Bear in mind, again, this is the wrong answer most of the time. It will negatively impact your performance, and is the equivalent of using a chainsaw to carve a turkey. I highly recommend the first option over this one, if it will work out for you.
For information:
This is one of the several nice things that IIS7 brings - all pages are routed through the handler such that you can do custom 404s and - usefully - directory and file level security for any file (based on the same web.config stuff as for asp.net files prior to IIS7).
So notionally "use II7" is an answer (will be "the" answer in time) - but of course its not a terribly practical one if you're not hosting/being hosted on W2k8 (or higher).
The web.config can only set up errors pages for pages controlled by it's web site. If you have any other pages outside the purview of the ASP.Net application, then you set up handling for them in IIS. There's an option in there for configuring the 404 page where you can point it to your custom page.
Only other thing i can think of is passing ALL extensions to asp.net.
This way all types of files get processed by asp.net and your custom error page will work.
In the IIS application configuration, you can set a wildcard mapping (".*") to C:\WINDOWS\Microsoft.NET\Framework\v2.0.50727\aspnet_isapi.dll
You can setup wild card mapping in IIS (Application configuration/Mappings/Wildcard mappings/ - just set aspnet_isapi.dll as executable and uncheck the Verify that file exists box) that will route all incoming requests to your app - so you can control the behavior directly from it.

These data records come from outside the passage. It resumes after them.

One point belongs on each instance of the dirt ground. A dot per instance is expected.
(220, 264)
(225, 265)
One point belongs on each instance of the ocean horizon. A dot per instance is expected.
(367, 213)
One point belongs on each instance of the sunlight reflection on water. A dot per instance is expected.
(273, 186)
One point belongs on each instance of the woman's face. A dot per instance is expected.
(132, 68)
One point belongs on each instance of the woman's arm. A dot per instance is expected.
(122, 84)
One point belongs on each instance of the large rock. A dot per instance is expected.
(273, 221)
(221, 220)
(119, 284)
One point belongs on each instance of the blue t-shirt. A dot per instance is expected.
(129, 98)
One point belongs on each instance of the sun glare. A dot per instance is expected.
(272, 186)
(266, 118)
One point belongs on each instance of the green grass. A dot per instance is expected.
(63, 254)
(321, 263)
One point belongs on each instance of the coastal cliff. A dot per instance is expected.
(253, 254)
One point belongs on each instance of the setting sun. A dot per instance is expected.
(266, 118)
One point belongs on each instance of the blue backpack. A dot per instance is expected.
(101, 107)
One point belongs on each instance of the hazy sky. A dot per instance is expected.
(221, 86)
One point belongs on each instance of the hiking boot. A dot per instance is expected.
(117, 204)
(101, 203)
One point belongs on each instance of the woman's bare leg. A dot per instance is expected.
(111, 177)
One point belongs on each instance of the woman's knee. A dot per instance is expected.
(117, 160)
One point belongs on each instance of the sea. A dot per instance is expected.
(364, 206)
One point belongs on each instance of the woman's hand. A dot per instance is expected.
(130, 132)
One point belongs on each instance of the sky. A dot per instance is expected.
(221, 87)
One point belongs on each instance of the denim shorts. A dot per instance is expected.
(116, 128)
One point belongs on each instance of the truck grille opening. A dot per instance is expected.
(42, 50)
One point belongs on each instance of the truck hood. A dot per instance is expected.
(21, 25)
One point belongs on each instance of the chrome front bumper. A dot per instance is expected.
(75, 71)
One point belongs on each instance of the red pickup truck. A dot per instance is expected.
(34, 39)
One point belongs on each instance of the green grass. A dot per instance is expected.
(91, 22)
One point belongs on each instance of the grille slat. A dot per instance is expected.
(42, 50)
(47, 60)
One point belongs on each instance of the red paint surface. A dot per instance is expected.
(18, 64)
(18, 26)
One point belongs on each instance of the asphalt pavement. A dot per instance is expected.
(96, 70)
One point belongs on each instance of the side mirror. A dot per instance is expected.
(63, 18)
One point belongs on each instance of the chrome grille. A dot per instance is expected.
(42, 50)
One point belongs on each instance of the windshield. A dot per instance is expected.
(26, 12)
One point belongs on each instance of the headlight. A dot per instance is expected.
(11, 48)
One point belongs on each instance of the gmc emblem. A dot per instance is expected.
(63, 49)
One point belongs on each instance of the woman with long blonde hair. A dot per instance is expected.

You don't have to setup static page in your IIS application settings. Imho, you should be able to setup valid url (e.g. /error_handler.aspx) from your app that will be used as landing page in case of specific server error.
In IIS you can set a Custom Error for 404 errors and direct it to a URL in the site properties.
It shows a static html by default
C:\WINDOWS\help\iisHelp\common\404b.htm
You can change it to a relative url on your site.